Test with Real Browsers
Some tools available for load testing use virtual browsers, and although it’s possible to get usable results in these simulated environments, you’re better off doing your tests in the browsers your site visitors actually use. This information is readily available on the platform through which you monitor site statistics, and using a load testing tool like LoadView can help you test with a variety of real mobile and desktop browsers. Determine the most popular browsers, and make these the main programs your use for testing.
Know Your Baseline
The length of time it takes a page to load when it’s being accessed by a single user is the baseline number against which to measure other performance data from your load tests. Use a tool designed to record page load times only after every element on the page has been fully rendered, and compare these times to your own manual tests. Since test results will differ, you’ll need to repeat the process a few times to get an average on which you can rely.
Use Your Analytics
Website analytics offer invaluable data for load testing, including measurements of peak traffic in the recent past. Take a look at your busiest days, and note the highest number of visitors your site had at these times. Add 10 to 50 percent to these numbers so that you can simulate extreme conditions when testing. Increasing the expected peak traffic allows you to see how your site would perform should traffic exceed predictions at any time.
Determine Key Metrics
What should you look for when determining the load your site can handle? User experience is at the heart of this type of testing, so the metrics you measure should focus on ensuring a smooth experience even when the site is under stress.
Look at average response times, peak response times and error rates for all pages. Putting these together creates a clear picture of what an actual user would encounter when site traffic is heavy. You should also take note of CPU and memory use to see what peak traffic demands from the systems supporting your site.
Plan with Your Team
Load testing is a bigger job than one person can handle. Meet with your IT team, web developers and anyone else involved in working on your site to create a plan for handling the tests. If everyone isn’t on the same page regarding which tools and browsers to use, the timing of the tests and the chosen metrics, you’ll wind up with useless results.
Include a Deliberate Crash
Finding out what it takes to push your website’s system into a state of failure may seem like an extreme goal for a load test, but it’s helpful to know the absolute upper limit of what the site can handle. Gradually increase the load as you test until the site gives out, noting what happens to page load times and the types of errors you receive. Even if you never expect to have enough traffic to crash the site, pushing the envelope reveals points of weakness and potential errors you may not discover when testing lower traffic levels.
Time Tests Right
The best time to conduct load testing is when users aren’t likely to be visiting your site. Just as you looked at analytics for peak traffic times, you want to determine the hours of lowest activity and schedule your tests during these windows. Taking this approach ensures the network environment doesn’t skew test results and your tests don’t interfere with the experience active users have on the site.

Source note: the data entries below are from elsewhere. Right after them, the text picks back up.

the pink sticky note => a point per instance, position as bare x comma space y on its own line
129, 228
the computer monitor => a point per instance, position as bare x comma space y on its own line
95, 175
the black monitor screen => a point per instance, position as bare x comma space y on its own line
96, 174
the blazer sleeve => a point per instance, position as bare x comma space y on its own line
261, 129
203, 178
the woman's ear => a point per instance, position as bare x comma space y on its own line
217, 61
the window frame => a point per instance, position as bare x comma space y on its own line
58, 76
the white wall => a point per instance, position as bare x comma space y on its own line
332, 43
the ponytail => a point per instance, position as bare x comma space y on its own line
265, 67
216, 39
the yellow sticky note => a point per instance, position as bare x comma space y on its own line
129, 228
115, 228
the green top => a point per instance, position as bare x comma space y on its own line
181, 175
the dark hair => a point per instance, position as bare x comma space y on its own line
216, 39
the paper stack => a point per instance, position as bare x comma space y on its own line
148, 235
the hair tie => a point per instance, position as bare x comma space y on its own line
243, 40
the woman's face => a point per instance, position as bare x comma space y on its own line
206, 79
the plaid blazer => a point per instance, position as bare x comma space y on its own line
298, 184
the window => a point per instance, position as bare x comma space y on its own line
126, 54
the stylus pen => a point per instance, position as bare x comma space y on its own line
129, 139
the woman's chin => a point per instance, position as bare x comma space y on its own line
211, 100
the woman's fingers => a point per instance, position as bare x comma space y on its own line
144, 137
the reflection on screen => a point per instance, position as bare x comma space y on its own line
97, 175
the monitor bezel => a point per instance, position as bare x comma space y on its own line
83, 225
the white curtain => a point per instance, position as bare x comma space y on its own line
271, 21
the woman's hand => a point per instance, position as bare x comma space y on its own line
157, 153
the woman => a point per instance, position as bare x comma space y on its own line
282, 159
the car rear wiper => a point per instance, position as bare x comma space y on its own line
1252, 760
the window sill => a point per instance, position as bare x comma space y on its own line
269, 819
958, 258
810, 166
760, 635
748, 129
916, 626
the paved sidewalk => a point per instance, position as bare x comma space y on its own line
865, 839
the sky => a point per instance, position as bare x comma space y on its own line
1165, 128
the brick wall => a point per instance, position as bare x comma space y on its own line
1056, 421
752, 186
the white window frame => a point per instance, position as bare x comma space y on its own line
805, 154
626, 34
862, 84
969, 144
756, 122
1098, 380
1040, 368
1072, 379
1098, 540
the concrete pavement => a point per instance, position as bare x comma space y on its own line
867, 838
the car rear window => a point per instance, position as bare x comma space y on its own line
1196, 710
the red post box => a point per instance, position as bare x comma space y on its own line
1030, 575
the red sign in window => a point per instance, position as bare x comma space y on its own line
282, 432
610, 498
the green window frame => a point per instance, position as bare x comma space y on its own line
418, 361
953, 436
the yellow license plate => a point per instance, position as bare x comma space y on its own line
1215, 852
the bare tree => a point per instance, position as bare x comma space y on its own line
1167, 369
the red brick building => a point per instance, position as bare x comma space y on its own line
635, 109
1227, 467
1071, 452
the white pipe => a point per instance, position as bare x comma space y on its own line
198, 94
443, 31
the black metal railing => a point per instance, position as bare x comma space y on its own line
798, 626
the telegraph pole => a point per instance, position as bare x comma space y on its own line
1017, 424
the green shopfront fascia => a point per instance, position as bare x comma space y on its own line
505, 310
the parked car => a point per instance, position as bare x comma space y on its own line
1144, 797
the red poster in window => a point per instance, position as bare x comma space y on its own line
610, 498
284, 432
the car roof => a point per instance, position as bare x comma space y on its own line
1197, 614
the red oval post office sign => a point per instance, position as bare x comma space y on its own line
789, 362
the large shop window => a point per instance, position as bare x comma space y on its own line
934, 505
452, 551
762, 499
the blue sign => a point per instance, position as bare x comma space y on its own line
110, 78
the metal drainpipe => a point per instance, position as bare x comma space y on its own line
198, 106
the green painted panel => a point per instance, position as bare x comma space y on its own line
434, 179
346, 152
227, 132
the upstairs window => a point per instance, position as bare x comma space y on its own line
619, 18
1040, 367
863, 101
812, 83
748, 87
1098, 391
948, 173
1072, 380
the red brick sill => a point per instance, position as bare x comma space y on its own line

Use a Performance Environment
Testing in a simulated environment instead of a duplicate of your site’s performance environment or on the site itself is a recipe for inaccuracy. To get reliable results, you need to see the real errors users might experience and identify performance bottlenecks on your actual site. A test environment may lack elements necessary to understand how the site really behaves when traffic spikes.
Conducting tests correctly in real browsers on your actual site should yield the most accurate results possible, but the feedback you get is only helpful if you make sure to capture the data. This is why it’s important to ensure your team knows what metrics you’re testing for and how these measure up to your baseline for performance. Compare results from team members, and use the numbers to identify areas on which to focus efforts for improvement.
Test Again and Again
Load testing isn’t a one-time deal. After your initial tests, it’s time to make changes in the areas where performance clearly suffered with the goal of minimizing errors and improving page load times. Once this has been done, repeat the testing using the same browsers, metrics, timing and environment. Weigh your new results against the initial outcomes to see if the changes helped and where new tweaks need to be made to further reduce the risk of problems for end users.
Better site performance makes for a happier audience, and this should be your main goal when load testing. Even the slightest delay in page load times or a single error during an e-commerce transaction can cause you to lose customers to the competition and damage your brand image. Conduct regular load testing to ensure performance remains favorable and your site environment can handle the levels of traffic you expect.